The Solicitors Qualifying Exam has had its share of bad press over the years – including from me.
Multiple-choice questions? ‘Pah! we said. ‘Child’s play!’ Boosting social diversity? ‘Hah!’ we retorted, ‘Two-tier profession!’.
With the first assessment just a few months away, however, a troubling realisation has begun to dawn. Perhaps – beyond the scepticism and the teething problems and the nostalgia for the good old days of articled clerks – the SQE isn’t such a bad idea after all.
Over the past few months, a host of City firms have developed apprenticeship schemes incorporating the new SQE assessments. Allen & Overy has created a solicitor route for school leavers – the first magic circle firm to do so – and is recruiting an initial cohort of six teenagers to start next year. KPMG is also targeting non-graduates for its six-year solicitor programme, which promises permanent contracts at the end of it.
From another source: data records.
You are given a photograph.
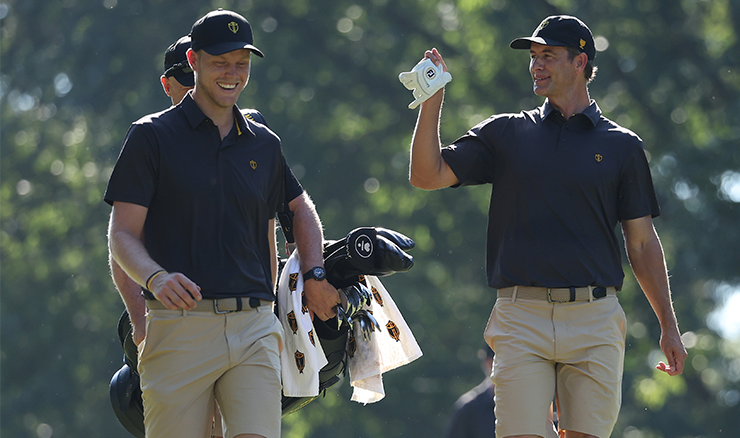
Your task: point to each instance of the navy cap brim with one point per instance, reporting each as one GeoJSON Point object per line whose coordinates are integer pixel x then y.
{"type": "Point", "coordinates": [525, 43]}
{"type": "Point", "coordinates": [185, 79]}
{"type": "Point", "coordinates": [230, 46]}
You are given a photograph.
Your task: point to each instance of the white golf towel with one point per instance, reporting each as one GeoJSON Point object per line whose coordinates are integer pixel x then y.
{"type": "Point", "coordinates": [302, 356]}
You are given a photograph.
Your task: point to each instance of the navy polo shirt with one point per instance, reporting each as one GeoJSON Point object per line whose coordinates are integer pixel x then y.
{"type": "Point", "coordinates": [209, 201]}
{"type": "Point", "coordinates": [559, 189]}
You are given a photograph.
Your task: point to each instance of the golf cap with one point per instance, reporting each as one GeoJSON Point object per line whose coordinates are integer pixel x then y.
{"type": "Point", "coordinates": [221, 31]}
{"type": "Point", "coordinates": [560, 30]}
{"type": "Point", "coordinates": [176, 62]}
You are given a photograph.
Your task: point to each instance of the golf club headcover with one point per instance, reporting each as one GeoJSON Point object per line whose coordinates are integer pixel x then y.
{"type": "Point", "coordinates": [367, 251]}
{"type": "Point", "coordinates": [424, 80]}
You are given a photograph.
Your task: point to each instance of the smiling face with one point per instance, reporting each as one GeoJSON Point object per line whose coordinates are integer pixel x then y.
{"type": "Point", "coordinates": [219, 79]}
{"type": "Point", "coordinates": [554, 72]}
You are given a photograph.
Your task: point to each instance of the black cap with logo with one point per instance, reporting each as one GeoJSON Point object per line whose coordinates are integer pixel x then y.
{"type": "Point", "coordinates": [560, 30]}
{"type": "Point", "coordinates": [176, 62]}
{"type": "Point", "coordinates": [221, 31]}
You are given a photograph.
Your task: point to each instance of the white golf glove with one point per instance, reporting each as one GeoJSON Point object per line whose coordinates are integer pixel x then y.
{"type": "Point", "coordinates": [424, 80]}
Other practices are trying to make it more financially viable for graduates to enter the legal profession. As someone who occasionally dabbles with the idea of packing in journalism and becoming a solicitor myself (reporting on too many City pay rises can do that to a person), I’ve watched the space with interest. While it’s clear that some firms are simply rebranding their training contracts as ‘apprenticeships’ to sound more down-to-earth – in much the same way as Waitrose markets ‘essential’ Ardennes pâté – others promise to make a genuine difference.
Reed Smith, for instance, is introducing an ‘earn as you learn’ programme, allowing graduates to start earning a salary before finishing their legal training. Similarly, Kennedys will allow law graduates to start working without completing the legal practice course (LPC), instead gaining the required work experience in one of its professional teams.
These developments do not allay concerns that the SQE will create a two-tier profession; that trainees backed by big firms will benefit from expensive training courses, while others will rely on cheaper, online ‘crammer’ courses. Nor do they address worries that the SQE will not test students thoroughly enough and risks ‘dumbing down’ the legal profession.
However, the new initiatives may open up City firms – which are frequently chastised for being too posh, too Oxbridge, and too white – to a wider range of candidates. From September, there will be other routes into the City than completing an undergraduate degree, a few hundred vacation schemes, perhaps a law conversion course, and an expensive LPC.
It’s not perfect, but it's a step in the right direction.